P.R. Would be a massive overhaul of our electoral system. How many such are written every year?
Fair point; I don't know how many of the hundred are typically massive overhauls. But I don't think the massive overhaul would have to be written into the amendment itself. The amendment could just say Congress has the authority to replace itself with a body elected by proportional representation. Only if it gets ratified does it get serious, and then Congress would have a reason to put in the effort to design a massive overhaul.

They could easily establish proportional representation or ranked-choice or proxies here
Easily? How easily?
A ranked choice system would be the easier step, I believe. Whether it would be easier to gain the required assent, I’m not sure at all.
By "easily" I wasn't counting gaining the required assent. That part would be impossible, because it wouldn't be in the legislators' self-interest. That was my point -- this was a thought experiment about what would happen if they genuinely desperately wanted free and fair elections. They don't. They desperately want to stay in power.
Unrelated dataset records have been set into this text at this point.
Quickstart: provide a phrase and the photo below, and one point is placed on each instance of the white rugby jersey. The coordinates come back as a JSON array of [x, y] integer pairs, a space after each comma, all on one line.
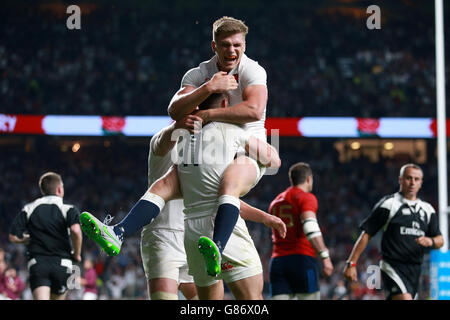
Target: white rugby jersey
[[248, 72], [200, 171], [172, 216]]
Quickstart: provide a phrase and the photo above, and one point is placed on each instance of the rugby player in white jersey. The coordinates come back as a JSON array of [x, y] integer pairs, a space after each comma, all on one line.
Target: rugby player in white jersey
[[162, 241], [245, 274], [244, 80], [200, 180]]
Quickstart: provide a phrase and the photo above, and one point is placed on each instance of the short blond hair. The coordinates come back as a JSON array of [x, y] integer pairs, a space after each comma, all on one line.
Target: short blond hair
[[228, 25], [49, 183]]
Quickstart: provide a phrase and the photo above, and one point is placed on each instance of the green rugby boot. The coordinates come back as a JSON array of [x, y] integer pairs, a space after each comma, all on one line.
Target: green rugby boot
[[211, 255], [101, 233]]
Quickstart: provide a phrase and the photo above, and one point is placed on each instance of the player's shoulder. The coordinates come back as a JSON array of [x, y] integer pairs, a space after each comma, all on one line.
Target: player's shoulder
[[388, 201], [203, 69], [427, 206], [230, 128], [248, 62]]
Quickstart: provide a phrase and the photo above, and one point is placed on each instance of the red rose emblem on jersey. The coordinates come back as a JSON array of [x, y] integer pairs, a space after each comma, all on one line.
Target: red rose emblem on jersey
[[113, 125], [368, 126]]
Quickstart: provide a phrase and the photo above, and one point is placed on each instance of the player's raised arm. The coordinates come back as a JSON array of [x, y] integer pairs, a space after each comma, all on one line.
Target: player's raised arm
[[164, 142], [314, 235], [189, 97], [250, 109]]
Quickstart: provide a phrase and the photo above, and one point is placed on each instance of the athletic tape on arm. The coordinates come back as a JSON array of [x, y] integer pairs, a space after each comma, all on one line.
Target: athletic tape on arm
[[311, 228]]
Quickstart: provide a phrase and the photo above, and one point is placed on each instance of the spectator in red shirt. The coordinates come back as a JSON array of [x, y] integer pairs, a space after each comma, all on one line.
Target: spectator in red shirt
[[12, 284], [293, 267]]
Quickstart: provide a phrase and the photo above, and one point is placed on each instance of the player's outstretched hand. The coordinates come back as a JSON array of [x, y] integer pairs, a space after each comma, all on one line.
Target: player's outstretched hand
[[192, 123], [276, 223], [424, 241], [222, 82]]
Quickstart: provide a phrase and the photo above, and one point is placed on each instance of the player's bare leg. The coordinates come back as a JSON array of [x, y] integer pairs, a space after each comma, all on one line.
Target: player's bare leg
[[188, 290], [110, 238], [248, 288], [237, 179], [212, 292]]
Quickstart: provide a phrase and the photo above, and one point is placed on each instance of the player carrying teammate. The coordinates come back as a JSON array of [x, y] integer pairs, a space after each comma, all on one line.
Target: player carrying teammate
[[229, 71]]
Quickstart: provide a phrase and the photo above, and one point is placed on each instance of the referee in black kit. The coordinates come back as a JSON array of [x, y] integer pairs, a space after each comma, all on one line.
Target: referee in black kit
[[46, 227], [409, 226]]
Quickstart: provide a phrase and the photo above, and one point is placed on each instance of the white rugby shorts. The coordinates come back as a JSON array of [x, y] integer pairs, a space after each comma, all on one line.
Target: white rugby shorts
[[163, 255]]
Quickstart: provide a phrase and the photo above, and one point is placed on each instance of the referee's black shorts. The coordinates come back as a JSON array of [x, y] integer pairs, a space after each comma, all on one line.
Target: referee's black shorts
[[50, 271], [400, 278]]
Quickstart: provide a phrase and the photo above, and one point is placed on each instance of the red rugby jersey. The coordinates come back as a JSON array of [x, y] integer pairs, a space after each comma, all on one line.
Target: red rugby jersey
[[288, 206]]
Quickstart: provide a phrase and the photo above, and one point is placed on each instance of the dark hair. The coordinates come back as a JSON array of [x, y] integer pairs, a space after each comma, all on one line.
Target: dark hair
[[213, 101], [299, 172], [49, 182]]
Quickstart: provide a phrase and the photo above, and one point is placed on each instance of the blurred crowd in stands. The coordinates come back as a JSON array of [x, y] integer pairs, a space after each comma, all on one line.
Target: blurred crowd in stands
[[321, 59], [108, 180]]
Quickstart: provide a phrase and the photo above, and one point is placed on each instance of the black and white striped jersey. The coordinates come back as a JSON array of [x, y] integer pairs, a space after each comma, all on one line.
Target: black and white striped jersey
[[402, 221], [47, 220]]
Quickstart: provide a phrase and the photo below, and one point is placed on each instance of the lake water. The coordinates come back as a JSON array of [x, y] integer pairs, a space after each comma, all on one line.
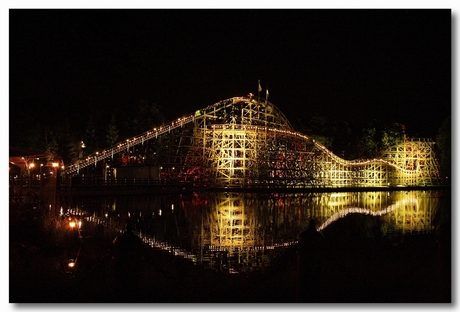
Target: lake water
[[244, 232]]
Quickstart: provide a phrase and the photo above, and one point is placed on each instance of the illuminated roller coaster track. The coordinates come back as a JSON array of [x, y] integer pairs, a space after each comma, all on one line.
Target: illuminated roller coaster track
[[248, 143]]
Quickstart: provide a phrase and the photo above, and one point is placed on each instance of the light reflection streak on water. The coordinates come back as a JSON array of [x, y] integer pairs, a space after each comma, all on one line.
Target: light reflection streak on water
[[365, 211], [300, 211]]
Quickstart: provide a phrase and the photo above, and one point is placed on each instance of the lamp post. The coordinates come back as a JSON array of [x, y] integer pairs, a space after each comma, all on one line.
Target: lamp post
[[81, 146]]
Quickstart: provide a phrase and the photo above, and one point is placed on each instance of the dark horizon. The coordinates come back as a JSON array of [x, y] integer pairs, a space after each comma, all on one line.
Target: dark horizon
[[390, 65]]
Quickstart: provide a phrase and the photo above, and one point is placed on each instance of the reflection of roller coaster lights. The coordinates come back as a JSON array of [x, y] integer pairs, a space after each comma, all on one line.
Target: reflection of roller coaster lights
[[347, 211]]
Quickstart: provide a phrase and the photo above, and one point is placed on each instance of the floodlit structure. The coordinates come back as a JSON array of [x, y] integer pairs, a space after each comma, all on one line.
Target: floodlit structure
[[245, 142]]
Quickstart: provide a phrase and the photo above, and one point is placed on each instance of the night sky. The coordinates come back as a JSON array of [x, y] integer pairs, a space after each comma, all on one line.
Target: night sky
[[391, 65]]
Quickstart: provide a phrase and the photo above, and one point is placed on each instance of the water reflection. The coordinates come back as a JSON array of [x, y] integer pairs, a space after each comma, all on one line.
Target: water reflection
[[244, 232]]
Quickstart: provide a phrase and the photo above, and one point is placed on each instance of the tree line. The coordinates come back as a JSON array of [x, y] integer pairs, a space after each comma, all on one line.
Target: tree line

If they did want to do it, yes, ranked choice would be easiest -- just change the ballots and the counting software. PR would mean abolishing the geographical districts and redesigning the whole constituent-services part of an assembly member's job, since anybody anywhere in the state might be somebody who voted for you. Actual proxy voting would be hardest of all if we want to preserve the secret ballot. But you could safely approximate it with two rounds of voting. The first round is conventional PR; in the second round, now that everybody knows who the legislators are going to be, anybody can vote for any legislator, and each legislator's vote on a bill is weighted in proportion to how many votes she got in the second round.

Most of our problems stem from the electoral college which has given us bad leadership and our current corrupt SCOTUS, which would likely strike down any move toward P.R. at Santa Monica’s request, lest it threaten their benefactors.
Possibly. I can't guess what Constitutional excuse they could find for striking it down, but hey, the SCOTUS does seem to be evolving away from a Court towards a House of Lords.